If you want to add methods to a subschema, get the class_for_schema for that schema and open up that class. You can leave the class anonymous, as in this example:

phone_schema = Contact.schema['properties']['phone']['items']
JSI.class_for_schema(phone_schema).class_eval do
  def number_with_dashes
    number.split(//).join('-')
  end
end
bill.phone.first.number_with_dashes
# => "5-5-5"

If you want to name the class, this works:

Phone = JSI.class_for_schema(Contact.schema['properties']['phone']['items'])
class Phone
  def number_with_dashes
    number.split(//).join('-')
  end
end

Either syntax is slightly cumbersome and a better syntax is in the works.

ActiveRecord serialization

A really excellent place to use JSI is when dealing with serialized columns in ActiveRecord.

Let's say you're sticking to json types in the database - you have to do so if you're using json columns, or json serialization, and if you have dealt with arbitrary yaml- or marshal-serialized objects in ruby, you have probably found that approach has its shortcomings when the implementation of your classes changes.

But if your database contains json, then your deserialized objects in ruby are likewise Hash / Array / basic types. You have to use subscripts instead of accessors, and you don't have any way to add methods to your data types.

JSI gives you the best of both with JSICoder. This coder dumps objects which are simple json types, and loads instances of a specified JSI class. Here's an example:

class User < ActiveRecord::Base
  serialize :contact_info, JSI::JSICoder.new(Contact)
end

Now user.contacts will return an array of Contact instances, from the json type in the database, with Contact's accessors, validations, and user-defined instance methods.

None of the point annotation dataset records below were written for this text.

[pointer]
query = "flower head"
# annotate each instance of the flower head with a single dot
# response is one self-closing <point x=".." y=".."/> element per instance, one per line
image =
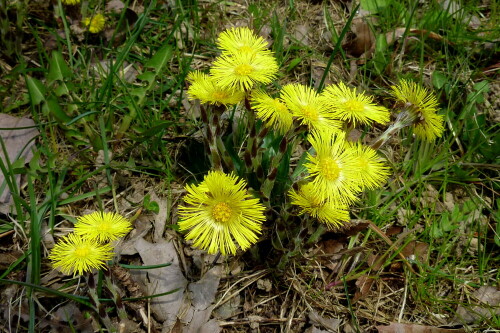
<point x="355" y="107"/>
<point x="333" y="168"/>
<point x="371" y="170"/>
<point x="241" y="40"/>
<point x="242" y="71"/>
<point x="103" y="227"/>
<point x="423" y="104"/>
<point x="76" y="254"/>
<point x="272" y="111"/>
<point x="219" y="212"/>
<point x="95" y="23"/>
<point x="205" y="88"/>
<point x="332" y="214"/>
<point x="306" y="105"/>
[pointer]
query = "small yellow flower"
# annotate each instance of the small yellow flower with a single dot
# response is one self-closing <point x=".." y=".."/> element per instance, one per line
<point x="241" y="40"/>
<point x="371" y="170"/>
<point x="272" y="111"/>
<point x="305" y="104"/>
<point x="219" y="212"/>
<point x="332" y="214"/>
<point x="355" y="107"/>
<point x="77" y="255"/>
<point x="333" y="168"/>
<point x="423" y="104"/>
<point x="205" y="88"/>
<point x="102" y="227"/>
<point x="243" y="70"/>
<point x="95" y="23"/>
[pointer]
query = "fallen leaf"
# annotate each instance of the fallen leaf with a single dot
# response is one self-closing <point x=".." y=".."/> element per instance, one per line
<point x="161" y="280"/>
<point x="331" y="324"/>
<point x="203" y="292"/>
<point x="264" y="284"/>
<point x="18" y="141"/>
<point x="489" y="296"/>
<point x="413" y="328"/>
<point x="363" y="284"/>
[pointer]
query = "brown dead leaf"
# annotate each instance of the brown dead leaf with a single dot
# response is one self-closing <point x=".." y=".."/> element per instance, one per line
<point x="416" y="251"/>
<point x="363" y="39"/>
<point x="161" y="280"/>
<point x="413" y="328"/>
<point x="489" y="297"/>
<point x="19" y="143"/>
<point x="331" y="324"/>
<point x="363" y="284"/>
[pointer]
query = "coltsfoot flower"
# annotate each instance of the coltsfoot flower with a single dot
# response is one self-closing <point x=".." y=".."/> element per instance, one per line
<point x="241" y="40"/>
<point x="242" y="71"/>
<point x="102" y="227"/>
<point x="371" y="170"/>
<point x="272" y="111"/>
<point x="308" y="108"/>
<point x="334" y="215"/>
<point x="95" y="24"/>
<point x="205" y="88"/>
<point x="423" y="104"/>
<point x="332" y="169"/>
<point x="355" y="107"/>
<point x="219" y="212"/>
<point x="77" y="255"/>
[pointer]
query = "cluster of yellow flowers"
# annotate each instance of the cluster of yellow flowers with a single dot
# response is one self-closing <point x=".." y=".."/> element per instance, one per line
<point x="89" y="246"/>
<point x="219" y="209"/>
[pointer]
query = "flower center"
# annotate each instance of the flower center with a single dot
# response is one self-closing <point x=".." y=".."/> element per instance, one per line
<point x="243" y="70"/>
<point x="329" y="168"/>
<point x="219" y="95"/>
<point x="310" y="112"/>
<point x="363" y="163"/>
<point x="245" y="49"/>
<point x="82" y="251"/>
<point x="221" y="212"/>
<point x="354" y="106"/>
<point x="280" y="107"/>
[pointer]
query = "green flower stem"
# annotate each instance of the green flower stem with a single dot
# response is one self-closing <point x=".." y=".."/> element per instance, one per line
<point x="247" y="155"/>
<point x="268" y="185"/>
<point x="103" y="315"/>
<point x="405" y="118"/>
<point x="116" y="296"/>
<point x="212" y="129"/>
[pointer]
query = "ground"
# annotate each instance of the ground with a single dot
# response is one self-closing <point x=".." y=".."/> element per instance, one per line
<point x="103" y="122"/>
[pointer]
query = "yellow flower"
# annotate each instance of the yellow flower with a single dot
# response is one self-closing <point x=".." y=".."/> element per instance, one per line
<point x="243" y="70"/>
<point x="272" y="111"/>
<point x="348" y="105"/>
<point x="306" y="105"/>
<point x="219" y="212"/>
<point x="76" y="254"/>
<point x="206" y="89"/>
<point x="95" y="23"/>
<point x="423" y="104"/>
<point x="102" y="227"/>
<point x="371" y="170"/>
<point x="332" y="214"/>
<point x="241" y="40"/>
<point x="333" y="168"/>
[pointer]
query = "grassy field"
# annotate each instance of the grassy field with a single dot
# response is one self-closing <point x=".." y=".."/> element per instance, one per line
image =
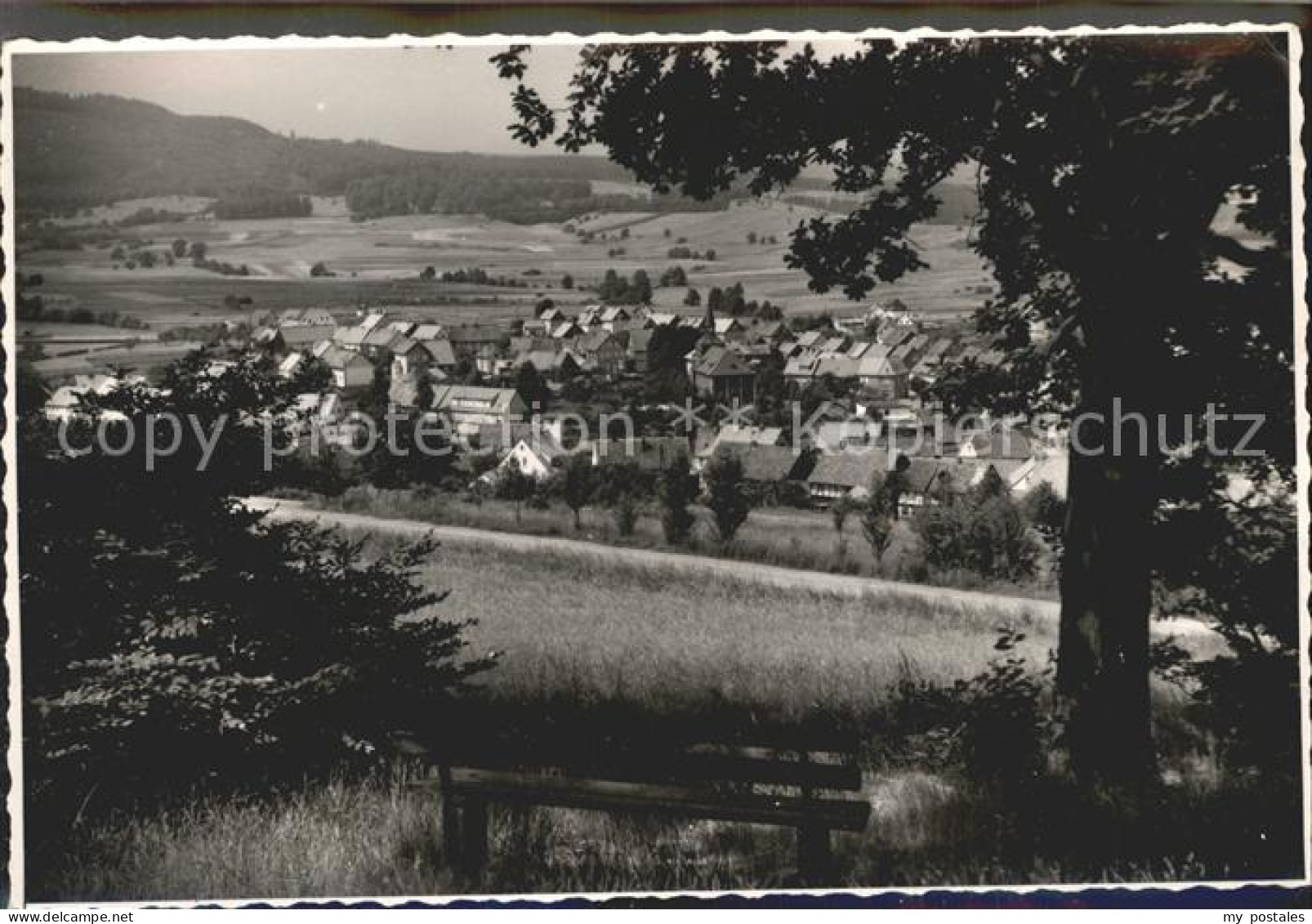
<point x="377" y="263"/>
<point x="582" y="630"/>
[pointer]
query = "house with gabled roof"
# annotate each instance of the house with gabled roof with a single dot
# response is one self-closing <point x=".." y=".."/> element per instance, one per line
<point x="290" y="365"/>
<point x="602" y="350"/>
<point x="636" y="350"/>
<point x="651" y="453"/>
<point x="565" y="330"/>
<point x="379" y="343"/>
<point x="552" y="364"/>
<point x="614" y="314"/>
<point x="298" y="337"/>
<point x="765" y="465"/>
<point x="349" y="337"/>
<point x="810" y="339"/>
<point x="882" y="377"/>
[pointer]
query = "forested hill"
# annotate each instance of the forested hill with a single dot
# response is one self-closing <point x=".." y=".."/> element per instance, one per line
<point x="90" y="150"/>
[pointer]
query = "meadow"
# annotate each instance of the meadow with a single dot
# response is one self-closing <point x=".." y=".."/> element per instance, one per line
<point x="582" y="632"/>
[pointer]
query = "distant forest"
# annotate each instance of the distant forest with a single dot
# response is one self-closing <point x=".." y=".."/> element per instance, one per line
<point x="74" y="153"/>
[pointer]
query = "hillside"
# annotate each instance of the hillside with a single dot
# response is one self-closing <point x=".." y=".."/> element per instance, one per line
<point x="73" y="153"/>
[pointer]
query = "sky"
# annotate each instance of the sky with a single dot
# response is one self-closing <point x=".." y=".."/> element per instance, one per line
<point x="426" y="99"/>
<point x="419" y="97"/>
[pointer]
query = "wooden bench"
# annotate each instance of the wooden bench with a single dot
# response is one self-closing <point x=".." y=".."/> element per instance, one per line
<point x="809" y="790"/>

See the gem arms if you wish to serialize the dumped JSON-compatible objects further as text.

Keying Hashes (JSON Objects)

Unlike Ruby, JSON only supports string keys. It is recommended to use strings as hash keys for all JSI instances, but JSI does not enforce this, nor does it do any key conversion. It should be possible to use ActiveSupport::HashWithIndifferentAccess as the instance of a JSI in order to gain the benefits that offers over a plain hash. This is not tested behavior, but JSI should behave correctly with any instance that responds to #to_hash.

Contributing

Issues and pull requests are welcome on GitHub at https://github.com/notEthan/jsi.

License

JSI is open source software available under the terms of the MIT License.